Dans ce domaine, il est donc nécessaire que des mesures significatives soient prises :
- Que la lumière soit faite sur les soi-disant « retours vers leurs douars d’origine » des Algériens survivants du 17 octobre envoyés en fait dans des camps de la mort de l’Algérie coloniale.
- Que la création d’un lieu de mémoire voué à cet événement, demandée dans la résolution votée par le Sénat en octobre 2012 qui reconnaissait elle aussi ce massacre, soit rapidement mise en œuvre par les autorités de l’État, de la Ville de Paris et la Région Île-de-France.
- Pour être fidèles à leur mission scientifique, les historiens ont besoin de pouvoir accéder librement aux archives, échapper aux contrôles des pouvoirs ou des groupes de pression et travailler ensemble, avec leurs collègues algériens
- La vérité doit être dite sur l’organisation criminelle de l’OAS que certains au sein de la droite et extrême droite politique veulent réhabiliter.
- Faute d’une telle reconnaissance, le système de ce type de violence policière se reproduit.
Ce n’est qu’à ce prix que pourra disparaître la séquelle la plus grave de la Guerre d’Algérie, à savoir le racisme, l’islamophobie et les discriminations dont sont victimes aujourd’hui nombre de citoyennes et citoyens, ressortissants d’origine maghrébine ou des anciennes colonies, y compris sous la forme de violences policières récurrentes, parfois meurtrières.
On ne construit pas la démocratie sur des mensonges et des occultations.

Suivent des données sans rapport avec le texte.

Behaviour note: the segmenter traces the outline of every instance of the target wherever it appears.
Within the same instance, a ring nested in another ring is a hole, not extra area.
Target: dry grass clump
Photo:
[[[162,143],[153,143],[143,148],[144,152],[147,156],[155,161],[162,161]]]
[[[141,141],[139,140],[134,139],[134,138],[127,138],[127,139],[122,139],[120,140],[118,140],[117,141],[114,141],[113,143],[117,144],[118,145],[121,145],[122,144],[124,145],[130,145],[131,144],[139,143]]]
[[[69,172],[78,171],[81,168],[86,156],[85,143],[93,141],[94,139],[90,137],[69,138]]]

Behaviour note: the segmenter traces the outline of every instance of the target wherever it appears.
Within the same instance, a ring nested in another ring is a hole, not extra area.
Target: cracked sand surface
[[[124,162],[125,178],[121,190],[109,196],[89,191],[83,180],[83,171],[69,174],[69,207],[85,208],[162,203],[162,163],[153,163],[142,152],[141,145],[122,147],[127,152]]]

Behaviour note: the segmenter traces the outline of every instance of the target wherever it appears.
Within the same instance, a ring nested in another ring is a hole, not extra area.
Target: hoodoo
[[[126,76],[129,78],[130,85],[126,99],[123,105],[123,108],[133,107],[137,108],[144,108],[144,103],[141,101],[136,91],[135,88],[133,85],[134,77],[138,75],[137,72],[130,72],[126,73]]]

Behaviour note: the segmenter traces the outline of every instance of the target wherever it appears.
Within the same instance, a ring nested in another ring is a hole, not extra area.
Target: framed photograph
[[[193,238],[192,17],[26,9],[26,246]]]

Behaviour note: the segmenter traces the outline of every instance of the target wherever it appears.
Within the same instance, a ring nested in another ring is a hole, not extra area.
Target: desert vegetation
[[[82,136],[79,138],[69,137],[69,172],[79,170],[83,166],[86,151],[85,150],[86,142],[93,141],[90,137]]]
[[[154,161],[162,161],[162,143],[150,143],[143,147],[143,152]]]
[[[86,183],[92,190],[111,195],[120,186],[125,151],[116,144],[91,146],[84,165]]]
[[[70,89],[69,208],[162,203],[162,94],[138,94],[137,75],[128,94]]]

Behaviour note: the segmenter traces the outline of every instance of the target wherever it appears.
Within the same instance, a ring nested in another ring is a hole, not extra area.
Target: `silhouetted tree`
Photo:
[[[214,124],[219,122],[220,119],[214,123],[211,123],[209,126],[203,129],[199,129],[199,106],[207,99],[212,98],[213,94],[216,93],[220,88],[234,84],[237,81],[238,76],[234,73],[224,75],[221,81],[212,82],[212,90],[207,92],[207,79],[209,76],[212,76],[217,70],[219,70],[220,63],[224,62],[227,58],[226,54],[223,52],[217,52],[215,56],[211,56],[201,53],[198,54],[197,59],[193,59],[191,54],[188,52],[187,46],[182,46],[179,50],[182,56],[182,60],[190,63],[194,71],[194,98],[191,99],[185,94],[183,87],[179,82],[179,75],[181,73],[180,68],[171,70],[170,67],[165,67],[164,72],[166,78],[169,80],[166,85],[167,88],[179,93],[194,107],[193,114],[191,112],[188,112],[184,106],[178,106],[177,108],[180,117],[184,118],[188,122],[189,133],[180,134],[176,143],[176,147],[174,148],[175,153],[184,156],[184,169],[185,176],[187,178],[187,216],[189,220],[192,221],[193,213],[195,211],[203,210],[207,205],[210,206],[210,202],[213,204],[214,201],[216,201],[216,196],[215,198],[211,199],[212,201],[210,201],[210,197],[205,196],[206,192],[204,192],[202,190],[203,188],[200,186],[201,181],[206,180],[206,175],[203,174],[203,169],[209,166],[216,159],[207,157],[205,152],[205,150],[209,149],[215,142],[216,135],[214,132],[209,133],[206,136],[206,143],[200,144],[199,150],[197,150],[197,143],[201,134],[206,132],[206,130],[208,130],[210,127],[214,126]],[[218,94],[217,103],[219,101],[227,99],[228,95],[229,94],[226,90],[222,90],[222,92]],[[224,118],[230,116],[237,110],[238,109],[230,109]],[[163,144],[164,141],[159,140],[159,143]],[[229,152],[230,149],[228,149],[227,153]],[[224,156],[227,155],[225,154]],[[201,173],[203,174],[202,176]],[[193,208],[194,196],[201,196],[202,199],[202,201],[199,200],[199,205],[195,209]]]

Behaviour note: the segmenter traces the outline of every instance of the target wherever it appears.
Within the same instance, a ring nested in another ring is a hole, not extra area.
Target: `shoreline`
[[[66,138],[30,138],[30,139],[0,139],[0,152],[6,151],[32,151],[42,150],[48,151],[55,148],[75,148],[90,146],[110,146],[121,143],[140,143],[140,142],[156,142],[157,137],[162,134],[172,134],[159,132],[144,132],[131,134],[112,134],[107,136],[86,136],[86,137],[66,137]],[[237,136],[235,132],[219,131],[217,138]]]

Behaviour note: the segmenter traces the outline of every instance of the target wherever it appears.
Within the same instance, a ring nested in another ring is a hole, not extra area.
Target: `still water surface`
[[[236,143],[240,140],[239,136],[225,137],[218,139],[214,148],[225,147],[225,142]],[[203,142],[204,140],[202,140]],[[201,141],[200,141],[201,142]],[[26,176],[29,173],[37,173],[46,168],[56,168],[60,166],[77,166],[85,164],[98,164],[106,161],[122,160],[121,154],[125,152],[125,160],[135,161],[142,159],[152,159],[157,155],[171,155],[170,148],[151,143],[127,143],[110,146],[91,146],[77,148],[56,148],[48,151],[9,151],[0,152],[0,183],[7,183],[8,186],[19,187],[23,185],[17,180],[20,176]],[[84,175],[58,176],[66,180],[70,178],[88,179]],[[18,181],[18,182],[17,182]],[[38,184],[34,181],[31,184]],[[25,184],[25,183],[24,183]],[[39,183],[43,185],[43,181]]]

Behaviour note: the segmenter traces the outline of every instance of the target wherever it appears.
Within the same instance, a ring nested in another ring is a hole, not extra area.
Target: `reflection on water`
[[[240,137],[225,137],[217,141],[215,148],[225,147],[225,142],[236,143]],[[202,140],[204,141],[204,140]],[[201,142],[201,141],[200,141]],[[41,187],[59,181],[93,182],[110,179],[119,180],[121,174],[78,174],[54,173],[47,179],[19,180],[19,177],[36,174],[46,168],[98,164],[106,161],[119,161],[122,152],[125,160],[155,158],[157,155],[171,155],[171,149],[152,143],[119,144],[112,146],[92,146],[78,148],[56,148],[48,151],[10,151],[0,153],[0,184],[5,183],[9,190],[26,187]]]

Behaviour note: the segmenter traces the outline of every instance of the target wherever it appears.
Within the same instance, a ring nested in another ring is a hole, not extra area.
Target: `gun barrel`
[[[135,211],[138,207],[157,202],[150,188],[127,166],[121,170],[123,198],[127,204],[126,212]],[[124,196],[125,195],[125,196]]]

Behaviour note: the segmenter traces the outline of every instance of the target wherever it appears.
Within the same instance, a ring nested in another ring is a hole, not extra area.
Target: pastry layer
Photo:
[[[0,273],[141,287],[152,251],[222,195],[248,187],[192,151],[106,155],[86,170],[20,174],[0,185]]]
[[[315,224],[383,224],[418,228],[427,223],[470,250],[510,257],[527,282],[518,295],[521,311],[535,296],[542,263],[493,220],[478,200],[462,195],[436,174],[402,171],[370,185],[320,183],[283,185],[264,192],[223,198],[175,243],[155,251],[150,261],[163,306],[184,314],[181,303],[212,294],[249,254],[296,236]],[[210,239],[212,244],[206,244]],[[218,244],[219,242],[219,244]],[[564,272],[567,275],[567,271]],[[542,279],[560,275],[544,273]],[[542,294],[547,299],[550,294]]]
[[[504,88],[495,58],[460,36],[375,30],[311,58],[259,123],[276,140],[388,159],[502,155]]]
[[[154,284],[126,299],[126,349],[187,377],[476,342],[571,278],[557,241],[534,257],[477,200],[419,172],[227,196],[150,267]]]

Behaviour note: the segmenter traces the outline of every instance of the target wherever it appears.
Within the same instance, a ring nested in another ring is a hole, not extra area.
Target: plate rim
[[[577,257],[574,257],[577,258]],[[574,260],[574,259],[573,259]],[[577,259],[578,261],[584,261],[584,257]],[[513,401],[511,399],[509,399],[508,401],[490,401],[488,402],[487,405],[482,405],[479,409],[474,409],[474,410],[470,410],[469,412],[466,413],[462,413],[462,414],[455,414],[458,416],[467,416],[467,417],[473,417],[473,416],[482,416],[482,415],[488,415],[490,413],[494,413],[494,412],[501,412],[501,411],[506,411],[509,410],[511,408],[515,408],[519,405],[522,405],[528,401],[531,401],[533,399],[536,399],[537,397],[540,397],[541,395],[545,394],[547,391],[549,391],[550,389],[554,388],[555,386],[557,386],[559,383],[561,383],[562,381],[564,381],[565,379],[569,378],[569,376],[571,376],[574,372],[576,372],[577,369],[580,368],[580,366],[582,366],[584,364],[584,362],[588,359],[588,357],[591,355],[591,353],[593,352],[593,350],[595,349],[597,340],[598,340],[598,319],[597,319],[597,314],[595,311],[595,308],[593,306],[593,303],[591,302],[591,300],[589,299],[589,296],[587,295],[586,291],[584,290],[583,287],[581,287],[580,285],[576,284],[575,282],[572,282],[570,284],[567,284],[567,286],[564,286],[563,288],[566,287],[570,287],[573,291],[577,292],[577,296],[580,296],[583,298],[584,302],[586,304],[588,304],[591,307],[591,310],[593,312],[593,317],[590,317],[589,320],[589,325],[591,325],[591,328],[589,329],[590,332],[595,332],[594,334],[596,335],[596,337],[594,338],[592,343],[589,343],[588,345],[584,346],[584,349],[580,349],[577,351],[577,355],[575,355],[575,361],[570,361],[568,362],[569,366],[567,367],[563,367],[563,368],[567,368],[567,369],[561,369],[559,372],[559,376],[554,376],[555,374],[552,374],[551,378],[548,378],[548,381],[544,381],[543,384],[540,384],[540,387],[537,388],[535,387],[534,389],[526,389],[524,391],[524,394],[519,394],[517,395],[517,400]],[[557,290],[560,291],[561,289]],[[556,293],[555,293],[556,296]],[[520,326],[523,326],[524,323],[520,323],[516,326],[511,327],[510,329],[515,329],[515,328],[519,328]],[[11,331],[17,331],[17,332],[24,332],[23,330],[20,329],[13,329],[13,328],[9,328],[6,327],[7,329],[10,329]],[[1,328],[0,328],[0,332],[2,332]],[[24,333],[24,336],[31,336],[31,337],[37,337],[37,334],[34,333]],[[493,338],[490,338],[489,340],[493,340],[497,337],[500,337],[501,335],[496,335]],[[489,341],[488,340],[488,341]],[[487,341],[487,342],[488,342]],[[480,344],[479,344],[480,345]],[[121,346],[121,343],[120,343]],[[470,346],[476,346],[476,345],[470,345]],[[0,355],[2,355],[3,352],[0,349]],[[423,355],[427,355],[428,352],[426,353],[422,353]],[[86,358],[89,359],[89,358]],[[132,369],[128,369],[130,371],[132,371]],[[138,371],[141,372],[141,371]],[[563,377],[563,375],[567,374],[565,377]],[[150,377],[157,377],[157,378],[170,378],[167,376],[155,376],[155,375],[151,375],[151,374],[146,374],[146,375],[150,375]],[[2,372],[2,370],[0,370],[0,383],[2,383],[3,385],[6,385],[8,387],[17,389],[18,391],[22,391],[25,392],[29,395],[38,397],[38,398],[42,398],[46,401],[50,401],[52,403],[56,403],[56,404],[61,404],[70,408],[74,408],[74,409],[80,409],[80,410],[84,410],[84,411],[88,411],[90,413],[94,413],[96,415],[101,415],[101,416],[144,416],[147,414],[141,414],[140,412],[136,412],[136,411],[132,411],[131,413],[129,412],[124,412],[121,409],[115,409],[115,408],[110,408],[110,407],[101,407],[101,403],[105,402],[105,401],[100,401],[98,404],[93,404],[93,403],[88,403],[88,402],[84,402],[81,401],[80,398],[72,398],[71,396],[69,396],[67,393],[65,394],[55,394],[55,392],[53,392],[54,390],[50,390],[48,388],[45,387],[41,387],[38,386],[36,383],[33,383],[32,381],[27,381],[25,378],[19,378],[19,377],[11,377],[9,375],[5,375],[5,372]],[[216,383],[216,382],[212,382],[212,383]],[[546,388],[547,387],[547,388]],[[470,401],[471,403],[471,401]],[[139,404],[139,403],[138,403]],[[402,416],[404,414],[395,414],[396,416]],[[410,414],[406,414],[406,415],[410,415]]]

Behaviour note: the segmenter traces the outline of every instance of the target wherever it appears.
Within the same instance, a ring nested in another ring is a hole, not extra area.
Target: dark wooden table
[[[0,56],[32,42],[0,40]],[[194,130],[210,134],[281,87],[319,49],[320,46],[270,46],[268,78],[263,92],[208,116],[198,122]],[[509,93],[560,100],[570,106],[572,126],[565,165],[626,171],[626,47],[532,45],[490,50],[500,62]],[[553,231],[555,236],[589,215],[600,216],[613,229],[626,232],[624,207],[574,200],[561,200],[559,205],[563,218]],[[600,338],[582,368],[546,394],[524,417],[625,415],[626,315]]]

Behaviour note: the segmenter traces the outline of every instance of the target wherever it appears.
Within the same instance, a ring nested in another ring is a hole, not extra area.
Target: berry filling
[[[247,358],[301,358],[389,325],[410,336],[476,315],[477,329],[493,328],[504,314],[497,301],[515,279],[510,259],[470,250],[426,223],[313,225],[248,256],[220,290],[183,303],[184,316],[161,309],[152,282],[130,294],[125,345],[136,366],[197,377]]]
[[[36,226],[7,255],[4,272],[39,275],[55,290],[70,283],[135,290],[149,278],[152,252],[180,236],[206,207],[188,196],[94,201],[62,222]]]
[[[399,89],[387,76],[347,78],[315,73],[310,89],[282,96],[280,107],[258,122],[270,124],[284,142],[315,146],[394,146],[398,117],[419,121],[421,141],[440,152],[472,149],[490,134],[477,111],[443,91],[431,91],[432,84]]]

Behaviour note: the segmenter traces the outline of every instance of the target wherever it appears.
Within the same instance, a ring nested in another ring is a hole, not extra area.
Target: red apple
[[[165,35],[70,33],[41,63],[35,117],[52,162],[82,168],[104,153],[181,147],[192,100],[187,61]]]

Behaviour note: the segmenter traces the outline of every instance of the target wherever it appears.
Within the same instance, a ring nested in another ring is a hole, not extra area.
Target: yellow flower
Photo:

Après plus d’un demi-siècle, il est temps :
- Que le Président de la République, au nom de la France, confirme, par un geste fort, la reconnaissance et la condamnation de ce crime d’État. Comme il l’a fait en septembre 2018 pour l’assassinat de Maurice Audin, et en mars 2021 pour celui de maître Ali Boumendjel par l’armée française et pour l’existence d’un système de torture généralisé. Cette reconnaissance doit s’étendre aux milliers d’Algériens qui en ont été victimes (voir le site www.1000autres.org)
- Que l’État français reconnaisse sa responsabilité dans l’internement arbitraire, pendant la Guerre d’Algérie, d’Algériens dans des camps ;
- Que la liberté d’accès aux archives soit effective pour tous, historiens et citoyens ;
- Que la recherche historique sur ces questions soit encouragée, dans un cadre franco-algérien, international et indépendant.
- Qu’une loi de réparation soit mise en œuvre.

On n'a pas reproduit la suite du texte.